C’est, en tout cas, le sentiment largement partagé par de nombreux observateurs sérieux de la vie politique centrafricaine devant l’empressement de l’Autorité nationale des élections (ANE) à vouloir satisfaire, même contre le bon sens, les désidératas du régime de Bangui. Tout indique que les membres de cet organe théoriquement indépendant obéissent aux doigts et à l’œil aux tenants du pouvoir. Cette propension de l’instance en charge des élections à s’aplatir devant le pouvoir est un indice, un de plus, sur l’absence d’éthique et le manque d’intégrité de ses animateurs.

À preuve, lorsque que les tenants du pouvoir soutiennent, avec une conviction quasiment religieuse, que les élections doivent être organisées au plus tard le 27 décembre, les commissaires de l’ANE, la présidente en premier lieu, répondent oui seigneur. Quand les hommes du pouvoir, conscients de leur impopularité, rejettent le vote des réfugiés en dépit d’une décision de la Cour constitutionnelle, l’ANE s’incline, dans une procession digne d’une secte.
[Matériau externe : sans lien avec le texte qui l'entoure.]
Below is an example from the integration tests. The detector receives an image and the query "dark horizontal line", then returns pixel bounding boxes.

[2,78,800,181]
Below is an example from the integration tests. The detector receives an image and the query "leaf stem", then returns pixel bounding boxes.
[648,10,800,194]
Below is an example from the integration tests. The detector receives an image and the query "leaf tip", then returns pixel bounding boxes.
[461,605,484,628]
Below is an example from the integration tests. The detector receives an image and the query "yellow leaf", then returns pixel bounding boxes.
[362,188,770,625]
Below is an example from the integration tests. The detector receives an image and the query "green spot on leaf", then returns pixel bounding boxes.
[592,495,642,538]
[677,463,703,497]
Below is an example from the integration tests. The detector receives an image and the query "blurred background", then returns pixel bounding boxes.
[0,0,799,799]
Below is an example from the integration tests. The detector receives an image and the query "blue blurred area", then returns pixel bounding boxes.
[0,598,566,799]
Or, et comme l’a si bien rappelé le président du Chemin de l’espérance, l’ancien président de l’Assemblée nationale, Karim Meckassoua, cette élection présidentielle « doit consacrer le vœu naturel de notre Peuple à ne former qu’un. Mais, l’acte de citoyenneté est un acte de foi dans l’avenir de notre Nation. C’est pourquoi cette volonté intime de chaque Centrafricain à exprimer dignement son choix doit être entendue, reconnue et respectée. Il ne peut être question de Centrafricains « du dedans » et de Centrafricains « du dehors », ce qui relèguerait les réfugiés et déplacés dans la condition de sous-citoyens, de femmes et d’hommes sans droit. À ceux qui ont perdu leur maison, leur foyer, leur village ou leur quartier, notre devoir est de ne pas leur opposer, par-dessus leur malheur la honte de l’éloignement civique ».
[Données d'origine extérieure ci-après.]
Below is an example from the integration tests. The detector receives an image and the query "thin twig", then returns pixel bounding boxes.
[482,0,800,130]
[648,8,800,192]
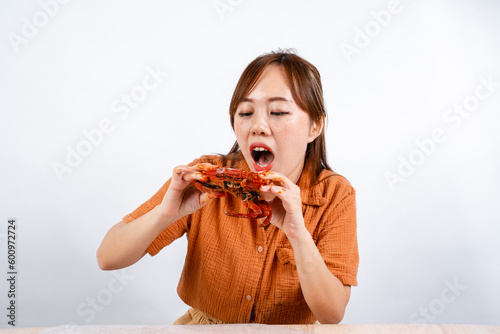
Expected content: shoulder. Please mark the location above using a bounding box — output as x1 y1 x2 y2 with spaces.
318 169 355 196
299 169 355 207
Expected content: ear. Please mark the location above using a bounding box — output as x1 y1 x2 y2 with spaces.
307 118 323 143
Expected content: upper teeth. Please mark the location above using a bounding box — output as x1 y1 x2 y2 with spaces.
253 147 268 152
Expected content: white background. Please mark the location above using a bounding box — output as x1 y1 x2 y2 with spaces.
1 0 499 328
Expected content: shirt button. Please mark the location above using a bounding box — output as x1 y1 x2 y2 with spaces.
246 295 252 301
257 246 263 253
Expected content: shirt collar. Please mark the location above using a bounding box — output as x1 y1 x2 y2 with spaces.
297 166 331 206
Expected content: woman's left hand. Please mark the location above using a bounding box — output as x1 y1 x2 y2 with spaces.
258 171 307 240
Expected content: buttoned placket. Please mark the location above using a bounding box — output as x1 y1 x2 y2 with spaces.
242 224 267 322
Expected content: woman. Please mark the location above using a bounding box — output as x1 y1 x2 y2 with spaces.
97 50 358 324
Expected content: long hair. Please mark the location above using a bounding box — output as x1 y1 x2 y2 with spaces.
225 49 331 183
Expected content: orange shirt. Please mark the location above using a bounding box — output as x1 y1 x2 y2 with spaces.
123 155 358 324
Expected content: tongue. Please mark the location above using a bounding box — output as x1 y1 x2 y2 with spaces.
258 151 274 166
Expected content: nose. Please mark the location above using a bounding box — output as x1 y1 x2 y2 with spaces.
251 112 271 136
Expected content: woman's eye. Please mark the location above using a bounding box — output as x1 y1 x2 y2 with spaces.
238 111 253 117
271 111 290 116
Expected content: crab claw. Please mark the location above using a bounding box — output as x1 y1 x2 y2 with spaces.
225 200 272 227
194 181 227 198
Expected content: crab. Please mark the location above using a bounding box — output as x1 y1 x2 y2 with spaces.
194 165 272 227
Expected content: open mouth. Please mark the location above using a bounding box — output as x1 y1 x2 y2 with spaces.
251 146 275 169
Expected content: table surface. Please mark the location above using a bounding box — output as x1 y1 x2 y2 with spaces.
0 324 499 334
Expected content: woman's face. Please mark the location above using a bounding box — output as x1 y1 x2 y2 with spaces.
234 64 321 183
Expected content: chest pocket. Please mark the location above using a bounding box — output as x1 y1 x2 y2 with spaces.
274 247 301 305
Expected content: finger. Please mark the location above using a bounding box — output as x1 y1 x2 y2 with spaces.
189 163 219 172
182 171 208 183
173 163 218 176
172 165 189 181
182 163 221 183
262 184 287 196
173 165 188 173
258 170 285 182
258 171 292 188
261 183 301 204
200 191 225 205
262 184 302 215
200 192 212 205
261 184 289 207
172 166 209 189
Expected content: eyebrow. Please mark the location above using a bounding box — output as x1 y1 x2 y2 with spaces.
242 97 292 103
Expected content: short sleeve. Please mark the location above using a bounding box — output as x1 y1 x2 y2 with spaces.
122 178 190 256
121 155 225 256
316 188 358 286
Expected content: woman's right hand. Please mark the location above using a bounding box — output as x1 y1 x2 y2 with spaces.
157 163 223 223
97 163 222 271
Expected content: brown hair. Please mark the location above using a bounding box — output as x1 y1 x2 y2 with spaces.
225 49 331 183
Autrement dit, on ne comprend pas entêtement de l’ANE à organiser les prochains scrutins dans les conditions actuelles ainsi que son refus de tenir compte des propositions pertinentes et des protestations des acteurs de l’opposition pour la tenue d’élections crédibles, c’est-à-dire inclusives et transparentes. Une attitude qui laisse craindre le pire parce que dans les circonstances actuelles, tous les ingrédients d’une crise post-électorale sont réunies.
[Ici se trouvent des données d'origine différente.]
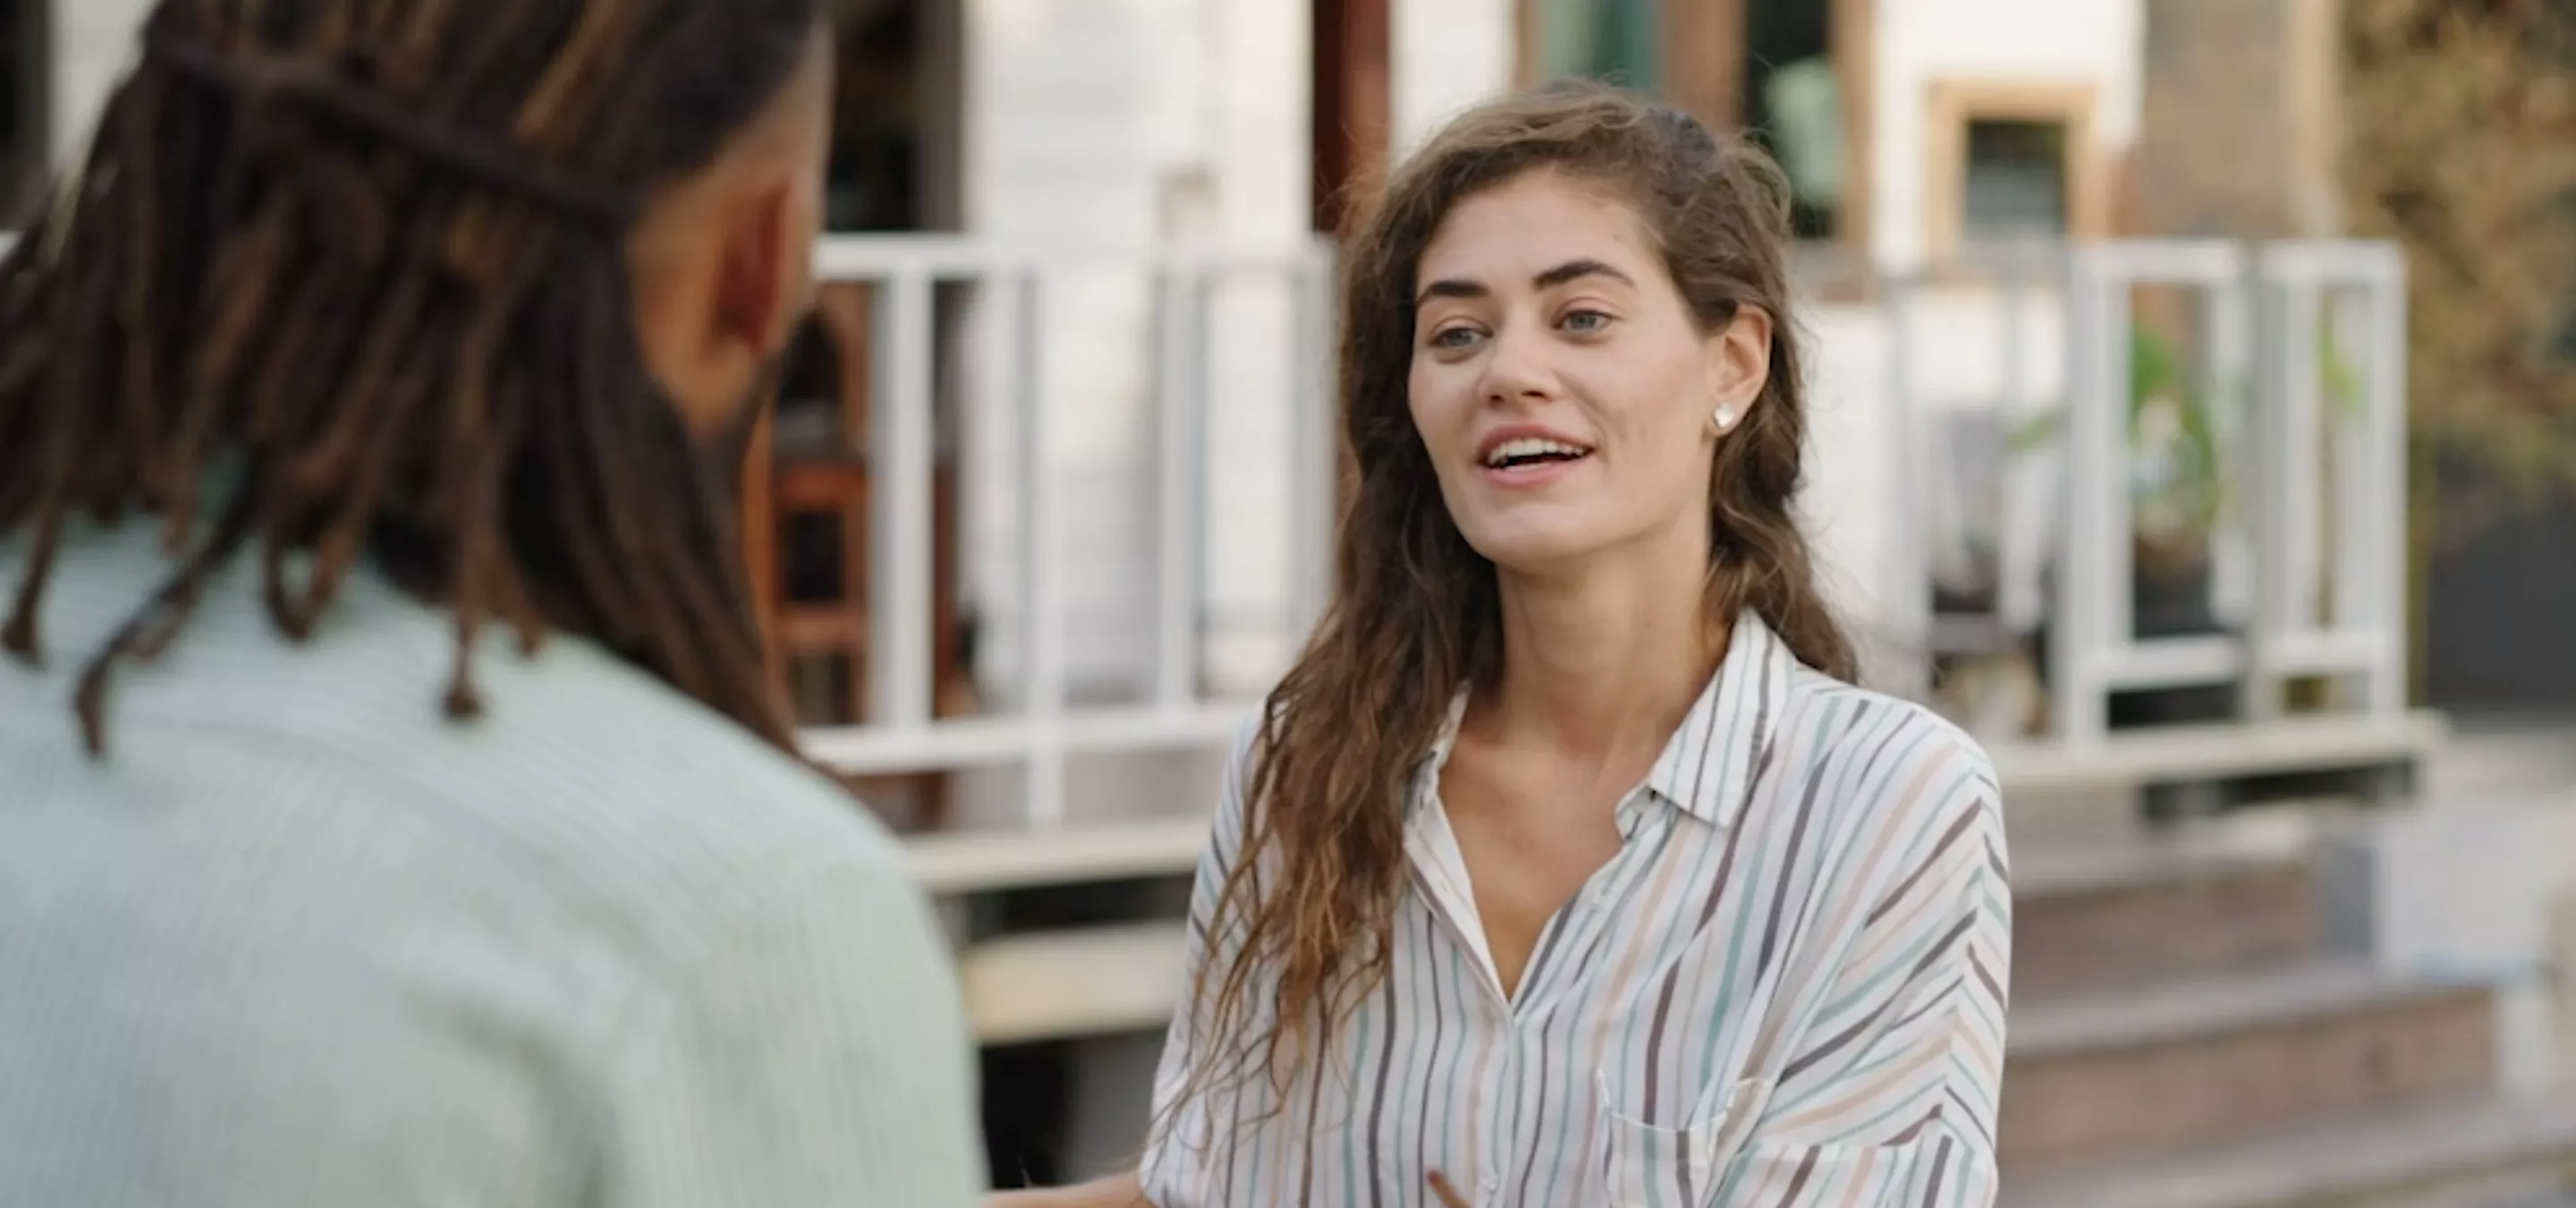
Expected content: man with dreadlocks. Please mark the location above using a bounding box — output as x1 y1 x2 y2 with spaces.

Et c’est d’autant plus désolant que la communauté internationale de Bangui a choisi de se faire complice de cette mascarade. Sous le prétexte d’éviter un vide constitutionnel que créait la non-tenue des élections à bonne date, la communauté internationale est entrain de saper les fondements de la paix. Et ce, contre l’avis de la quasi-totalité des animateurs de la vie politique centrafricaine.

Sinon, cette communauté internationale de Bangui se serait empressée pour acter la réalisation d’un audit non seulement des listes électorales mais également du serveur informatique de l’ANE afin de dissiper les suspicions de fraudes, ce qui aurait extirpé les racines de la frustration qui conduisent à la contestation. Et nous autres Centrafricains sommes payés pour savoir que les élections bâclées, organisées au forceps, portent les germes d’une déflagration. Celle de 2012, consécutive à la présidentielle de 2011 et ses conséquences sur la stabilité du pays sont encore présentes dans nos esprits.

Mais pas de tout le monde visiblement, puisque, même si, dans l’immédiat, le pouvoir et l’ANE ont le sentiment de gagner la partie et qu’ils savent que le chaos ne surgira pas dès le lendemain de la présidentielle, les problèmes viendront tôt ou tard. Et ils seront surement dramatiques. Car il ne peut s’agir que d’une victoire à la Pyrrhus. Ça va leur profiter un temps mais pas durablement.